The cyclone in Myanmar devastated the country's health sector, leaving as many as 35,000 pregnant women in urgent need of proper medical care, a U.N. family planning expert said.
More than 100 women give birth every day in the area affected by the cyclone, William A. Ryan, a spokesman for the United Nations Population Fund, and 35,000 of the estimated 2.4 million cyclone survivors are pregnant women.
Pregnancy and childbirth were already relatively risky in Myanmar, one of Asia's poorest countries, even before the May 2-3 Cyclone Nargis, Ryan said at a news conference Wednesday.
The maternal mortality rate in Myanmar before the storm was 380 per 100,000 births - almost four times the rate in neighboring Thailand and 60 times the rate in Japan, he said.
"The destruction of health centers and loss of midwives have greatly increased the risks," said Ryan. "It is clear that many pregnant women do not have anywhere to go to deliver with skilled assistance."
He said that the wrecked health facilities need to be rebuilt, with the capacity to handle emergency obstetrics.

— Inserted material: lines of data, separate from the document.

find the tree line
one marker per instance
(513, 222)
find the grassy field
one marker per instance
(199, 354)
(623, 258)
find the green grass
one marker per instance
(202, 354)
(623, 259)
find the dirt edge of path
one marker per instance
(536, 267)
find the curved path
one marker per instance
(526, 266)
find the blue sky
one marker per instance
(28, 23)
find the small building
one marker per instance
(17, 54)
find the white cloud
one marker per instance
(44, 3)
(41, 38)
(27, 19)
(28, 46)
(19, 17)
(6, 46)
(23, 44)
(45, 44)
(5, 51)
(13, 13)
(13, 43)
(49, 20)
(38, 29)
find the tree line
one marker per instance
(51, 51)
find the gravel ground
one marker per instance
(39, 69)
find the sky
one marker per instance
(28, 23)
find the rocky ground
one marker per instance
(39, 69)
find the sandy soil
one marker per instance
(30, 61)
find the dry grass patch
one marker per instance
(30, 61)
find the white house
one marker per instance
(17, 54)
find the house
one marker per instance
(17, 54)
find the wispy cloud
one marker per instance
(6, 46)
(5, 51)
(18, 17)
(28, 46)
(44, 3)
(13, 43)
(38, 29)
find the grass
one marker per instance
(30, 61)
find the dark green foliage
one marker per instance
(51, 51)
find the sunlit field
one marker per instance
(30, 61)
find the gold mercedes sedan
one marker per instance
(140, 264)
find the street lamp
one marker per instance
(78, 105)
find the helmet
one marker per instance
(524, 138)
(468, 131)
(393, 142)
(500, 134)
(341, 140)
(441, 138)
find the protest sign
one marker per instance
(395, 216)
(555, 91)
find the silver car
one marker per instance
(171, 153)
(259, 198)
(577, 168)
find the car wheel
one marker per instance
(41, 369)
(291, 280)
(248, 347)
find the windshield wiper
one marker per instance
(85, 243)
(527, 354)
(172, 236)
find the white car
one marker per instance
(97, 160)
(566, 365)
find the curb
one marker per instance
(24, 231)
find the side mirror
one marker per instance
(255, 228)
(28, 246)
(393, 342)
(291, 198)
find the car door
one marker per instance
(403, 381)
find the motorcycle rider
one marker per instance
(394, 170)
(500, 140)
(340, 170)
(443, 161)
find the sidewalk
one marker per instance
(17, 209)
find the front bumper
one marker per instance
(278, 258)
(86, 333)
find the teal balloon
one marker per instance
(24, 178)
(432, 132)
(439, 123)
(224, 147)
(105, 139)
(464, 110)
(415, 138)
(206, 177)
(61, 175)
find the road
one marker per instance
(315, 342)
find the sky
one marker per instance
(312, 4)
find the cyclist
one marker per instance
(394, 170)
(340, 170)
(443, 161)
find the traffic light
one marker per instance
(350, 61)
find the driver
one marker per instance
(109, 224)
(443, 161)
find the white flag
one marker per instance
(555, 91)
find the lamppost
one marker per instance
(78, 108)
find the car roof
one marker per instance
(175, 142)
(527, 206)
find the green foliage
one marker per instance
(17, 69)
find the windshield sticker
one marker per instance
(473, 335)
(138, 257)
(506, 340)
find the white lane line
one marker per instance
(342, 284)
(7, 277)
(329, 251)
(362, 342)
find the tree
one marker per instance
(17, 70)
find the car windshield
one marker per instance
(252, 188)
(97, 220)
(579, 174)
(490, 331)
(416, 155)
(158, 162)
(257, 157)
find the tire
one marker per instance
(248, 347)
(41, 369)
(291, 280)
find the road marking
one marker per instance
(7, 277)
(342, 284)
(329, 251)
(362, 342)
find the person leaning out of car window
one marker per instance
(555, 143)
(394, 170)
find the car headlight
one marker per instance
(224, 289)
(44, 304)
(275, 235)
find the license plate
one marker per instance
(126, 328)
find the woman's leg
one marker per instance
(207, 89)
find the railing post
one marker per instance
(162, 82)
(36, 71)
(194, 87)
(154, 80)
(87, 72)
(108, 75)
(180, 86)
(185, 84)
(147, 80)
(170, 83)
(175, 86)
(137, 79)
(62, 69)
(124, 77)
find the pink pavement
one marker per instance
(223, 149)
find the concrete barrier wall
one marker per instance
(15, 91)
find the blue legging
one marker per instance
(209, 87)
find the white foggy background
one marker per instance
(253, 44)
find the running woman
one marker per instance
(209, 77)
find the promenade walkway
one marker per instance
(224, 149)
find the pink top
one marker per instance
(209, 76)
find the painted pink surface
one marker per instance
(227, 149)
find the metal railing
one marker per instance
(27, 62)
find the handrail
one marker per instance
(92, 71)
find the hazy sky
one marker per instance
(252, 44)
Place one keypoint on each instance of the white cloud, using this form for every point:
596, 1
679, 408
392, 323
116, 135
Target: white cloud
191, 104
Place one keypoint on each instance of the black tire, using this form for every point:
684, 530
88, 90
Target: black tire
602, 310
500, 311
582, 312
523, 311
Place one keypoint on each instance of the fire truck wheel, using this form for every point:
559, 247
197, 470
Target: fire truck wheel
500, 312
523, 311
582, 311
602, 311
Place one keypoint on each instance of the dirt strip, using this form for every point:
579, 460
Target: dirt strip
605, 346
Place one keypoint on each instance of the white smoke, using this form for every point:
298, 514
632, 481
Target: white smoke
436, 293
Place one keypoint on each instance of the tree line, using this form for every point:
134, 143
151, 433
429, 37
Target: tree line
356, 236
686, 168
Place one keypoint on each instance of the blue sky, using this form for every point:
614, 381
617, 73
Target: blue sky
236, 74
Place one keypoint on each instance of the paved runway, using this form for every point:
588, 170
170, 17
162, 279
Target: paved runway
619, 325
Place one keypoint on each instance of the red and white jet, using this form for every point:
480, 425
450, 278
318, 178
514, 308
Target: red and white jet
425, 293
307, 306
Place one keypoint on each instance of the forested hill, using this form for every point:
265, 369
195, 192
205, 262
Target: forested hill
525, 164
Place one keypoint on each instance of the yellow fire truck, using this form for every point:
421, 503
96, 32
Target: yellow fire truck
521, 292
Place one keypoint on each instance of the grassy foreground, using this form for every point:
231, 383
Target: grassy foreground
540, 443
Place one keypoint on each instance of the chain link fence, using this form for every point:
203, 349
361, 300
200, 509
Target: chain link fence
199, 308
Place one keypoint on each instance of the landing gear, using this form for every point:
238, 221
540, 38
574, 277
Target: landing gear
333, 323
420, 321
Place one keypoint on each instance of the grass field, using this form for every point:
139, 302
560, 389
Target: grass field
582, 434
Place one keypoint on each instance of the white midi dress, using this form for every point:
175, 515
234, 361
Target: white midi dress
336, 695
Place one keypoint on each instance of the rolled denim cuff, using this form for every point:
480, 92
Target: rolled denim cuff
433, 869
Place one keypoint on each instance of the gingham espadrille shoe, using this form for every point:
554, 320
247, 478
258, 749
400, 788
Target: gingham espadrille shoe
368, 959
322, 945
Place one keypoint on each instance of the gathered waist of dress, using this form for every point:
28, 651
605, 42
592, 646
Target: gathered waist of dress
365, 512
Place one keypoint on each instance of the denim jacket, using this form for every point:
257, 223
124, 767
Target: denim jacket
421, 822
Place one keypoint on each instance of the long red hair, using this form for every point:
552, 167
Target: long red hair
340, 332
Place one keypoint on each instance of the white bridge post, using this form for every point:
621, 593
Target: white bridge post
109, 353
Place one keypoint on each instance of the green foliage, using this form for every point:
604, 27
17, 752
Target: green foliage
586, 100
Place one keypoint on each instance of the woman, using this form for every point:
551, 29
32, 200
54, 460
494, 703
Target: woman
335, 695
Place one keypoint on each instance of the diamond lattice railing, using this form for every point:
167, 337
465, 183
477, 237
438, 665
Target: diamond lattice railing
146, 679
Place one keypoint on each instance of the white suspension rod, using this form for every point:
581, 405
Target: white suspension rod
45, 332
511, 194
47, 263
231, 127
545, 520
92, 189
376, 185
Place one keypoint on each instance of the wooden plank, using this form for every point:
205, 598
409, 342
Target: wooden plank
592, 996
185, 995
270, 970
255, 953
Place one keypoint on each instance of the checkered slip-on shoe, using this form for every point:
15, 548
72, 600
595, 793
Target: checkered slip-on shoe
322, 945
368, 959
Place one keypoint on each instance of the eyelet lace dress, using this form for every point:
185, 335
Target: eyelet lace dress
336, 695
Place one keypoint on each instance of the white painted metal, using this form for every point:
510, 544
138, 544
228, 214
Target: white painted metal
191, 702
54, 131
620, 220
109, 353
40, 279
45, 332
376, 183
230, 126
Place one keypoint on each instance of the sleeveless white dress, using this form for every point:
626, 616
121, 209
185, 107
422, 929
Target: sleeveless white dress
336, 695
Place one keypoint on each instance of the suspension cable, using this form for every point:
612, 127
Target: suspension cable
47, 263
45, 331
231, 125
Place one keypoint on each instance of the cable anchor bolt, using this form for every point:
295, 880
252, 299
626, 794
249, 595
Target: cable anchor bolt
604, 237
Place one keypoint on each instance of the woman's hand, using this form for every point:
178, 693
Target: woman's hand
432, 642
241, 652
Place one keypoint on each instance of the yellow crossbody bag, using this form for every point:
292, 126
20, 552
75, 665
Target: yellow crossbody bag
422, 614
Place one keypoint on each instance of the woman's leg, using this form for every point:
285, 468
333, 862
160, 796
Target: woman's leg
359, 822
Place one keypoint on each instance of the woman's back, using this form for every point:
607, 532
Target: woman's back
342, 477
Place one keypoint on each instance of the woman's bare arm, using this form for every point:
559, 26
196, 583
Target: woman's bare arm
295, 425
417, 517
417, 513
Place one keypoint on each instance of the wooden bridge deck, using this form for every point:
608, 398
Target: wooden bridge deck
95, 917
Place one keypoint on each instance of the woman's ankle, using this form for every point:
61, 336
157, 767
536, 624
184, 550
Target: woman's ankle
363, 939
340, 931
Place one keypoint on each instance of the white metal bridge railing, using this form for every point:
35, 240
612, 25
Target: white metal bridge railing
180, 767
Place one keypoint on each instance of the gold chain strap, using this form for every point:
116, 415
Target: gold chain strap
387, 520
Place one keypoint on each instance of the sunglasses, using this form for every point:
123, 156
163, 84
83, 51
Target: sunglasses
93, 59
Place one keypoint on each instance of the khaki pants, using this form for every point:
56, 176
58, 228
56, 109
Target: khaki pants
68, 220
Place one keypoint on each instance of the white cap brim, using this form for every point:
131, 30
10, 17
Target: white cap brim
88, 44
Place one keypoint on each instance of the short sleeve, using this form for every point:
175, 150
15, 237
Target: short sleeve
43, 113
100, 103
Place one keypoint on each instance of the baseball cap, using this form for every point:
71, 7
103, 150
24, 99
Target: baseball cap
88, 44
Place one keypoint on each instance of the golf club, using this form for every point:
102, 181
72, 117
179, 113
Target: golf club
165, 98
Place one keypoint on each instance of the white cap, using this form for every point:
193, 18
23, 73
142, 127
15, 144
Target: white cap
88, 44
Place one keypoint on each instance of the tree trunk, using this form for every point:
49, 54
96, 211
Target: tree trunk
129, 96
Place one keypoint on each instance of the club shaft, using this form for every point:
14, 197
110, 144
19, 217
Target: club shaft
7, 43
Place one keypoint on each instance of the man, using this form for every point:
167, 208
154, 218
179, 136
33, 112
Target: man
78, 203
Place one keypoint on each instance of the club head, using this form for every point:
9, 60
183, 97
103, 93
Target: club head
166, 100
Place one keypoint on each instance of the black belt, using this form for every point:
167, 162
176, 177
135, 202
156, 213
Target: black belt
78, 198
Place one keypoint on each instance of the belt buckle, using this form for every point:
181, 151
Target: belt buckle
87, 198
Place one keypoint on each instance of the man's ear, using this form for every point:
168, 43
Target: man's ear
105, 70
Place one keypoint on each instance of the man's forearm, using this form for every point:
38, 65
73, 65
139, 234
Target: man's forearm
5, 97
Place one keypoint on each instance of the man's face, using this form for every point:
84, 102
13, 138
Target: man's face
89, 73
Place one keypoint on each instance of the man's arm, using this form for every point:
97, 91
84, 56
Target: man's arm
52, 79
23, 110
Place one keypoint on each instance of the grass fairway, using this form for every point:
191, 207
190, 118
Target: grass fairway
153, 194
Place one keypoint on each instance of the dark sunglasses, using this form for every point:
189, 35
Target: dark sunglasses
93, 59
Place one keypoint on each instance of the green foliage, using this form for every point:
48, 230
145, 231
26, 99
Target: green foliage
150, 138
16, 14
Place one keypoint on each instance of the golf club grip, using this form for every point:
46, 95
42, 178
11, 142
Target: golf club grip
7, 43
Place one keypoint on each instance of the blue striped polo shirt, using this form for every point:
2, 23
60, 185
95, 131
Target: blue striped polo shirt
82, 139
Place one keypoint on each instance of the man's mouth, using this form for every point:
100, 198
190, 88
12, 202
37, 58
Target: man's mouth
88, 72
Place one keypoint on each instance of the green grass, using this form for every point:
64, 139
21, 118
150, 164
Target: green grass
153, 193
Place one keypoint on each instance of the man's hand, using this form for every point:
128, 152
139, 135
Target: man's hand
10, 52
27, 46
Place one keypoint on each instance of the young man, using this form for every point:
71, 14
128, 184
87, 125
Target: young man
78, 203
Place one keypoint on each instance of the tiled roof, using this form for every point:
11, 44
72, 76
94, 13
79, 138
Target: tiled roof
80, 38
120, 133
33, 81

His agency set up two mobile clinics in Myanmar last week, staffed by doctors from the Myanmar Medical Association, to provide prenatal care and safe delivery to women in two townships affected by the cyclone.
But there is also a need for trained midwives who can handle emergency treatment, he said.
Ryan said that compared to many other countries, Myanmar has a fairly high number of births attended by midwives - but the comparison is to other countries that are desperately poor.
He said that the U.N. Population Fund has provided supplies to Myanmar's Health Ministry for distribution to community health clinics in 10 affected townships, including rubber gloves for midwives and hospital equipment for safe child delivery.
Two shipments, enough to serve approximately 450,000 pregnant women, have been delivered so far, and a third, for an additional 500,000, is due this week.
The U.N. agency has also provided women displaced by the cyclone with "dignity kits" containing soap, clothing and sanitary supplies, packed in buckets that are meant for collecting water. More than 1,000 kits are assembled by volunteers everyday.